Driving back and forth across the interstates of Ohio has taken up more of my life than I’d like to admit. First, it was trips along I-75 between Cincinnati and Toledo, while I was in undergrad – Botkins, Anna Minster, the suicide turn at Sugar towers at Findlay, and on across windswept Northern Ohio. It got so bad I literally had panic attacks before setting off on a trip. Women took me back and forth between Cincinnati and Toledo, Cincinnati and Cleveland, and Cincinnati and Dayton. Then came long drives that had only begun in Ohio and finally ended – with long stretches in the Old Dominion. Now, I’ve returned have once again had to drive back and forth along Ohio Interstates, now from the capital city to the city-state of Cincinnatus. All that driving, well it makes one get a little addled.
Over at UrbanOhio , I shared one of those thoughts that come along when you’re floating along at 72 with the cruise set because Ohio’s revenue enhancement force is out in full and I’ve made enough contributions to them over the years.

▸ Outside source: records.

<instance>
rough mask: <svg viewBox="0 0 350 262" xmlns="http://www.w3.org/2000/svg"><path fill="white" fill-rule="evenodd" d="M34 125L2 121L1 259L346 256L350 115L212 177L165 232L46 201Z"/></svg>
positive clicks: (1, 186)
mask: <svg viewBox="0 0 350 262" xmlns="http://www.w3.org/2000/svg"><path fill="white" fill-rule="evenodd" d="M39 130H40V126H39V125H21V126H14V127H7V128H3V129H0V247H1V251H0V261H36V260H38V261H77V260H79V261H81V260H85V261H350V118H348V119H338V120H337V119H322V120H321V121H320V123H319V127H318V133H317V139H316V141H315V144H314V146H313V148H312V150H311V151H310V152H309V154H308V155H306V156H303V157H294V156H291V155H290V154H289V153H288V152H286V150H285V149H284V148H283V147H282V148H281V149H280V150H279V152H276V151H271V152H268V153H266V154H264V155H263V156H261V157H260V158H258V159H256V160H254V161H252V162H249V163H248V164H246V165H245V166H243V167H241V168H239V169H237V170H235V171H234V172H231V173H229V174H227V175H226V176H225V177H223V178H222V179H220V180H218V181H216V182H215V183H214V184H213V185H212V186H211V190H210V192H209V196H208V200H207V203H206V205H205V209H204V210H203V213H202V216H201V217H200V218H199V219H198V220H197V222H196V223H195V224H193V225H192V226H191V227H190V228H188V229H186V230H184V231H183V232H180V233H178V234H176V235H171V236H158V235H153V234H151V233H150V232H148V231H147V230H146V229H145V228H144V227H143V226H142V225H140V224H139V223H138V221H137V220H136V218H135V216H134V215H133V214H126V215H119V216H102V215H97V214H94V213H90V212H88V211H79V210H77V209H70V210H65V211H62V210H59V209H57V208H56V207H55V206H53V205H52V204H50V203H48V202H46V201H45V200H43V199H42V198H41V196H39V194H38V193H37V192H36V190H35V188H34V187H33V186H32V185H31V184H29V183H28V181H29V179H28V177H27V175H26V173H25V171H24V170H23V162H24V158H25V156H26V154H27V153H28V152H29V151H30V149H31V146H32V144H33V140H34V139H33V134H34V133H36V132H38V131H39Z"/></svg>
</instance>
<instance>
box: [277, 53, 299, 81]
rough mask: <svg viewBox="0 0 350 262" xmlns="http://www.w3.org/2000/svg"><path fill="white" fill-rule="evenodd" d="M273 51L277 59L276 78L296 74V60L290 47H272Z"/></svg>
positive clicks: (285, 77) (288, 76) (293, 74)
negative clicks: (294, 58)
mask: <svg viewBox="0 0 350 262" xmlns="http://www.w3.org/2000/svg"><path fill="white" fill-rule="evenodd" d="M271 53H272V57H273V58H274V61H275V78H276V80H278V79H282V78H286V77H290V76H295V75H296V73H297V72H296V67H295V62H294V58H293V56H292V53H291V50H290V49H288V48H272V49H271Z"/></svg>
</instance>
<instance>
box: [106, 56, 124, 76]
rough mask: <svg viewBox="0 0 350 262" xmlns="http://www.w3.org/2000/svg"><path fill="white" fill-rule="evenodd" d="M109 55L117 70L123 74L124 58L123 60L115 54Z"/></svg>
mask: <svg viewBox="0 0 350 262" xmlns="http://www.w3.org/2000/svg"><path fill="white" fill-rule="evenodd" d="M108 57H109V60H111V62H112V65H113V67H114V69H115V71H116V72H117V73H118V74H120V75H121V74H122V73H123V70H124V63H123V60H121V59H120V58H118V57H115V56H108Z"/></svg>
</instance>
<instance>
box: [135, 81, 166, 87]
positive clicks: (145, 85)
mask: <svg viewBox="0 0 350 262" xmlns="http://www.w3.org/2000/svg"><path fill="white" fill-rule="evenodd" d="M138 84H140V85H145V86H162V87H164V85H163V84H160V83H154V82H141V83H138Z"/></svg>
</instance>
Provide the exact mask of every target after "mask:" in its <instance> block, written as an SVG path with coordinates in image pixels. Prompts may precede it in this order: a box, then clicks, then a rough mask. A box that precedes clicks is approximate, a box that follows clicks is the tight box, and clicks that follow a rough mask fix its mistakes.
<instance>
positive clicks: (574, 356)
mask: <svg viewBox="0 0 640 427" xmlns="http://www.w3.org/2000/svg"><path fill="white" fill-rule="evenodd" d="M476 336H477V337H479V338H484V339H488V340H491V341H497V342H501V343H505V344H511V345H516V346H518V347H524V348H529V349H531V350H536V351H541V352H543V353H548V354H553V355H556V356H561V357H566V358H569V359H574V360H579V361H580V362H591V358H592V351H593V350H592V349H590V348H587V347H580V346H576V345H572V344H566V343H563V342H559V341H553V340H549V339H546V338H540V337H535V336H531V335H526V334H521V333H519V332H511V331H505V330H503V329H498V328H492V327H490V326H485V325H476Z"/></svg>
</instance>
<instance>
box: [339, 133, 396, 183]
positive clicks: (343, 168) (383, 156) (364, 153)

I’ve included these thoughts below:
I actually think the way to start tolling the interstates is with an autobahn lane – mostly it would useful for well-traveled rural intercity spots – 71 would be a prime example – but I could see 65 between Indy and Chicago as another example. Trucks would be verboten. I’d probably have it gated but no actual toll booths, you could only enter every few miles and your time spent on the road would be gathered with road sensors, GPS, and perhaps some extended version of the existing toll transponders. To use the lanes, I’d probably also include a special inspection with fees that okay your car for extended high speed travel.
The idea is that one lane would be high speed (I’d guess 100 mph, but even 85 or 90 mph. would be okay). However, the lane would tolled according to the full price of the lane – which would include construction costs, extra police and emergency that comes with higher speed, and a gas tax penalty that driving over 70/75 brings in terms gas usage in most cars.
The carrot is to give people the opportunity to get where they want to go ASAP, while at the same time beginning to condition the population to the full cost of the current road system.